Both will make noises about supporting labor and environmental causes and ending special interest domination but will respond most especially to the giant corporations that have the most money and power to influence politicians and policy. Those special interests are not into helping the labor movement and they’re not excited about serious environmental regulation.



Both will talk against racial injustice and about ending poverty on Dr. Martin Luther King’s Holiday but neither will undertake the kind of significant civil rights and social justice initiatives required to meaningfully tackle the deeply entrenched structures and practices of white supremacy and class oppression.



Both will talk to some extent about the cause of reintegrated ex-offenders into society, but neither will really do anything to confront and undo the racially disparate patterns of mass drug arrest and mass drug incarceration that have turned the U.S. into a charnel house of racially disparate mass imprisonment.

Neither will follow the counsel of Dr.
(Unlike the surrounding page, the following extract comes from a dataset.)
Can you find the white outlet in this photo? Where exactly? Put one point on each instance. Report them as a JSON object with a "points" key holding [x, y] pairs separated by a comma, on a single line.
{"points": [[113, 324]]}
King and go after the gigantic and bloated so-called “defense” budget that sustains more than 700 overseas bases located in nearly country in the world and which accounts for half of the world’s military expenditures even while more than a million U.S. children live in what poverty researchers now call “deep poverty” – at less than half the federal government’s notoriously inadequate poverty level.



Both will leave the basic top-heavy wealth structure of the country intact, doing relatively little about the fact that the top 1 percent owns half the nation’s net worth – a fact that makes real and substantive popular democracy essentially unimaginable for reasons that Thomas Jefferson and James Madison wrote about.



Both Hillary and Obama will with line up with Columbia and the international business agenda against Venezuela and independent left nationalism in Latin America.



Both will make aggressive noises and threatening moves toward Iran and its nuclear program real or imagined but neither will say much or anything about the dangerous and provocative nuclear arsenals of Israel and India.



Both could be expected to use real and imaginary dangers abroad to compromise civil liberties at home.


All of this comes with the critical qualifier – unless forced to do otherwise by popular masses at home and/or abroad.


How are voters supposed to make strong policy or ideological distinctions between the two corporate-imperial Democrats Hillary and Obama? As Seib rightly observed on Super Tuesday:


“Democrats and Republicans have reached the biggest primary day in the nation’s history with this much in common: No major candidate on either side has yet offered up ideas or policies that amount to a new ideological course for the country…As voting unfolds on this Super Tuesday, the two hottest candidates at the moment – Republican John McCain and Democrat Barack Obama – are most striking for their ability to appeal to independent voters in the middle of the ideological spectrum, and for their willingness to compromise there" (5).



Seib naturally did not mention that the “invisible primaries” of corporate wealth and media worked powerfully to narrow the spectrum of acceptable political debate in such a business-friendly fashion – an admission that might have undermined his focus on voters as the primary agents of “voters’ focus on character.” He also forgot to mention that importance of racial and gender identity gender as electoral proxies for voters forced to make choices between candidates who don’t seem to diverge much on critical public issues reflecting the persistence of what Dr. King called “triple evils that are interrelated” – economic exploitation (business rule and capitalism), racism (deeply understood), and militarism-imperialism.

Looks like Street nailed it from the Leftist perspective.